Frente a la concepción protestante, en cambio, la doctrina católica siempre ha enseñado que el hombre no es sujeto pasivo, sino activo y cooperante de su propia salvación, por la fe, sí, pero también por las obras, con respecto de las cuales la gracia actúa intrínsecamente. La gracia perfecciona nuestra naturaleza desde dentro, y por ella alcanzamos la plenitud de nuestra humanidad. El resultado de esta concepción es el opuesto: la sacralización de lo humano, que encuentra su reflejo fundamental en Cristo, verdadero Dios y verdadero hombre (unión hipostática). «El Hijo único de Dios —explica Santo Tomás en su opúsculo sobre la fiesta del Cuerpo de Cristo precisamente—, queriendo hacernos partícipes de su divinidad, tomó nuestra naturaleza, a fin de que, hecho hombre, divinizase a los hombres». A esta íntima conjunción de humanidad y divinidad recuerdan aquellos versos geniales de Gabriel y Galán sobre Santa Teresa de Jesús:
«Mujer de inteligencia peregrina
y corazón sublime de cristiana,
fue más divina cuanto más humana
y más humana cuanto más divina».
Las consecuencias de esta concepción de la relación entre la gracia y la naturaleza, entre lo divino y lo humano, se extienden a todas las realidades. «Puesto que Dios se hizo hombre —explica el Profesor Miguel Ayuso—, la creación entera se elevó a un nivel sagrado, lo que podría llamarse la divinización de la realidad». Aquel error sobre la relación entre la gracia y la naturaleza, inoculado por la herejía protestante primero y articulado políticamente por el liberalismo después, está en la base de lo que Wilhelmsen bautizó como el problema de Occidente y los cristianos: «un mundo sagrado, un mundo santificado, un mundo transfigurado en Cristo es una imposibilidad dentro del luteranismo». Antes de la llamada Reforma, «la consagración del mundo —continúa el carlista norteamericano— hizo que el hombre considerase una cosa o una institución, no como tal cosa y nada más, ni como un bloque de materia sin sentido, sino como una realidad bañada en la gracia de Dios. […] El orden político así como el orden social pertenecían al orden de los sacramentales. […] La sociedad sagrada, en fin, era una consecuencia de la Encarnación y de la Redención. […] Había una unión entre lo divino y lo natural que era el resultado de la estructura misma de la existencia, tal y como aquella existencia se había transformado por la obra salvadora de Cristo».

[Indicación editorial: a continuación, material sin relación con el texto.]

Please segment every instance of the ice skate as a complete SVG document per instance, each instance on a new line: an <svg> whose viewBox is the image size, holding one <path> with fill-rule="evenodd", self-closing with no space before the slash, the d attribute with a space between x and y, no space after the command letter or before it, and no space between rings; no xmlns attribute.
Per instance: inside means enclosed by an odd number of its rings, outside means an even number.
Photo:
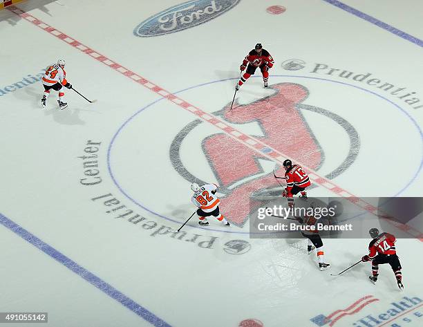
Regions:
<svg viewBox="0 0 423 327"><path fill-rule="evenodd" d="M402 281L398 279L397 281L397 283L398 283L398 288L400 288L401 290L404 290L404 285L402 285Z"/></svg>
<svg viewBox="0 0 423 327"><path fill-rule="evenodd" d="M308 198L307 197L307 192L301 192L299 198L302 198L303 200L307 200Z"/></svg>
<svg viewBox="0 0 423 327"><path fill-rule="evenodd" d="M59 102L59 106L60 107L60 110L65 109L68 107L68 104L66 102L62 102L60 100L57 100L57 102Z"/></svg>
<svg viewBox="0 0 423 327"><path fill-rule="evenodd" d="M377 277L376 276L369 276L368 279L373 284L375 284L376 281L377 281Z"/></svg>

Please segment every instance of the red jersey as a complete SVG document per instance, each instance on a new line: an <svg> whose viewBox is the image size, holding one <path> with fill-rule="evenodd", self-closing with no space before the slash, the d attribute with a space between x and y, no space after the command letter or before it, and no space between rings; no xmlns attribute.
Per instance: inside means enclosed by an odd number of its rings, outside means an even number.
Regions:
<svg viewBox="0 0 423 327"><path fill-rule="evenodd" d="M396 254L395 236L392 234L382 233L373 239L368 245L368 259L373 260L378 254Z"/></svg>
<svg viewBox="0 0 423 327"><path fill-rule="evenodd" d="M286 180L287 198L292 197L291 191L294 185L299 187L307 187L311 185L308 175L299 165L294 165L287 170L285 172L285 179Z"/></svg>
<svg viewBox="0 0 423 327"><path fill-rule="evenodd" d="M245 56L245 57L244 58L244 61L243 62L243 66L247 66L248 63L256 67L258 67L259 66L265 64L270 68L271 68L272 67L273 67L273 64L274 64L274 61L273 60L273 58L267 52L267 50L262 49L261 54L258 55L256 50L253 49L250 51L248 55L247 55L247 56Z"/></svg>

Pero si esta íntima relación entre lo humano y lo divino encuentra su fundamento, como hemos dicho, en la unión hipostática de las naturalezas humana y divina en la persona de Nuestro Señor Jesucristo —a través de esa encarnación redentora que es, según el maestro Francisco Canals Vidal, «principio fundamental de la concepción católica de la vida»—, no es menos cierto que dicha relación se actualiza constantemente y se perpetúa a través del sacramento de la Eucaristía instituido por Él, en que «se contiene verdadera, real y sustancialmente el Cuerpo, la Sangre, el Alma y la Divinidad del mismo Jesucristo Señor nuestro», y por el que Dios decidió permanecer con nosotros hasta el fin de los tiempos: «Y mirad que Yo con vosotros estoy todos los días, hasta la consumación del siglo» (San Mateo, 28:20).
Se comprende fácilmente, por tanto, la centralidad del sacramento de la Eucaristía en la economía de la salvación y en la concepción cristiana del mundo. «La Eucaristía —ha escrito Vázquez de Mella en las páginas memorables de su Filosofía de la Eucaristía— es la síntesis suprema en que parece que Dios ha querido condensar, sin confundirlos, lo ideal y lo real, lo natural y lo sobrenatural. Explica y esclarece las ideas de ser, substancia, esencia, naturaleza, causa, relaciones entre lo finito y lo infinito, y abarca, por lo tanto, la metafísica, la psicología y la teodicea. […] Si la pudiéramos ver sin velos, veríamos toda la ciencia, la esencia del universo en la divina, y se habrían acabado los secretos y los arcanos que atormentan al entendimiento humano». Y si las consecuencias de la relación entre la gracia y la naturaleza se extienden a todos los ámbitos de la vida, también podemos decir que no hay realidad, ni divina ni humana, que no pueda y aun no deba ser considerada desde una perspectiva eucarística. Tal es el alcance de la encarnación redentora perpetuada en este sacramento.